Hi everyone this is my parents water garden which the asked me to build for them when they moved in 2007. The project as took two years on and off. It was started in the october off 2007 and finished back end off last summer there is still one or two bit left to do which will be done this summer. The garden was a really mess on one side was a old green house and coldframe and the other side was just a mess of old trees and broken patio. I was sked to keep it simple but also to incude a dry river and one or more ponds  something that I love. The rockys where easy to build due to the the amount of old brick work from the garden and from the houses as they where knocked in to one. I did have to bring in 15tone of good top soil,as the soil in the garden was clay (and not the good kind for ponds which was shame) I lost count of the amount of stone and rocks which was needed for this project. I remeber it been a round 7 tone of pea gravel before the river gravel was added and the slate lol and the rocks lol That was a lot. The rocks came from a local quarry near the A1. The stone is a york stone and there is a path which leads from the patio to the koi pond made from the same stone. Back to the ponds there is two main fish ponds one with gold fish and a few others my parents had from their old house and the second one is a kio pond with a mix of good israeli koi. The frist pond is 3ft x 3ft by 3ft deep and is pump feed to a Hozelock Ecoclear this is the returned in to the pond not via a water fall. There is two water falls one is feed by a small hozelock pump which is placed on the panting shelf and the larger water fall is run by the Hozelock Titan 8000 Pond Pump which seems a little other kill but I like the ponds to turn over x2 a hour. The Hozelock Titan 8000 Pond Pump aslo is the main pump for the filter it is set up on a y pipe one running to the filter the other to the water fall.

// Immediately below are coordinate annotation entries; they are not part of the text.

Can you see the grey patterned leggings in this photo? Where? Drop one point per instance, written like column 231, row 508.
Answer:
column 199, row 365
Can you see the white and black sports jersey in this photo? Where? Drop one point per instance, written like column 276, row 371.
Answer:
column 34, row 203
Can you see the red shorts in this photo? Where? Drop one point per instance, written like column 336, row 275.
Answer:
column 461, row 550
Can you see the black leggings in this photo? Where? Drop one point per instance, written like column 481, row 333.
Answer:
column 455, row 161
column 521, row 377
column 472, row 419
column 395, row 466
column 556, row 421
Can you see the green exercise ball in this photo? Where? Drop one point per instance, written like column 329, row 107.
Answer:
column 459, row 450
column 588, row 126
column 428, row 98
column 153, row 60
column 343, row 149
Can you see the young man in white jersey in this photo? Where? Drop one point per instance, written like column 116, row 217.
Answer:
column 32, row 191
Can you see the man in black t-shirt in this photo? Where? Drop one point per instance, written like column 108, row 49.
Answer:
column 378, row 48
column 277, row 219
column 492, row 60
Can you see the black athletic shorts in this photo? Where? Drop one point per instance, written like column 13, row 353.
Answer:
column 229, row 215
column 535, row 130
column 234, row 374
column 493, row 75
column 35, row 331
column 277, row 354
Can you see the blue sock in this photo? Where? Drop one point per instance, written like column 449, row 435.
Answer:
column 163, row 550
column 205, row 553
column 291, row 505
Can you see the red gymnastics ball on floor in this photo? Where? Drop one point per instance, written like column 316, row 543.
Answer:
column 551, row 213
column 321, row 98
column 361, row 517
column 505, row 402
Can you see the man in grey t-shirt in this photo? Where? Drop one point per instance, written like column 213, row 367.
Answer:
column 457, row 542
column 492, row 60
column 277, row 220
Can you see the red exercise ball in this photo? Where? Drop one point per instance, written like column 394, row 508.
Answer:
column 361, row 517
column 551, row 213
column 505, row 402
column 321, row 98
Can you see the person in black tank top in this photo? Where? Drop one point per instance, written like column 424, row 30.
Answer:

Here is some pictures of the frist pond





























(fisnished pond )
Nest stage off the project was the dry river bed and frog pond. 
After seaching ebay for a weeks over the xmas over 2007 and will in to the spring off 2008 I found the the right preformed pond I was looking for which was a bargin at Â£20 brand new (with P&P) this was used to form the wildlife pond for my mum or frogpond as she calls it lol. I think the dogs like more as a drinking pool lol. I filled this with some blue clay  and capped it with fine and course gravel and planted it with tiny lilys and grasses. This is a true wildlife pond and is left to it self (just topped up with rain water from the tubes or when it rains) It joins on to the path of the dry river bed. Here is a few pictures.

















The koi pond
This wasnt going to be a koi pond it was ment to be a large gold fish and shubunkin as my dad likes these but after a few trips to the water graden centre he fall in love with koi's. Having already got fiter set up it ment Changing a round a bit for the koi.The filter is a Hozelock Trinamic Koi Filter which is a large filter for gold fish and shubunkin but again i like more the pond to be turned over more then once an hour. 
the plan as for a D shape pool and three feet deep this changed to 5 foot after my dad had took a liking to the koi. The filter is for 20,000 litres it is pump feed but I would of like it to be gravity feed. But it works fine been pump feed. The base off the koi pons is sloped down to the middle of the pond which helps the filter suck in the waste. (as if it was been gravity feed) There is a large air round flat ai stone in the bottom for more o2 in summer. The filter was changed around a little I removed the foams and replaced these with K1. With a air stone added for cleaning them. I left the K3 and added a little bit of K1. This is kept moving by the Venturi system in the filter. And also a airstone as well for more o2. The the water is returned back to the pond via a drainpine with a 90 degree angle pipe which feeds it back in under the water which helps the pump but also gives the fish a current to help them keep fit. from spring time autumn there is a floating skimmer running 24/7 as well as the air stone. the uv is a 55w standalone uv system. I dont have a lot of the photos off the koi pond as my parnets have them but I will be getting as soon as I can.
Here is some pics I do have 





























Here is the nearly finshed garden I like I sad one or two bits left to do but It looking good. 





Thank you for reading
Jon


----------



## Lisa_Perry75 (31 May 2010)

Wow, thats alot of hard work there Jon. Well done  Do the frogs use the pond at all?


----------



## oliverar (6 Jun 2010)

Yes it looks great!


----------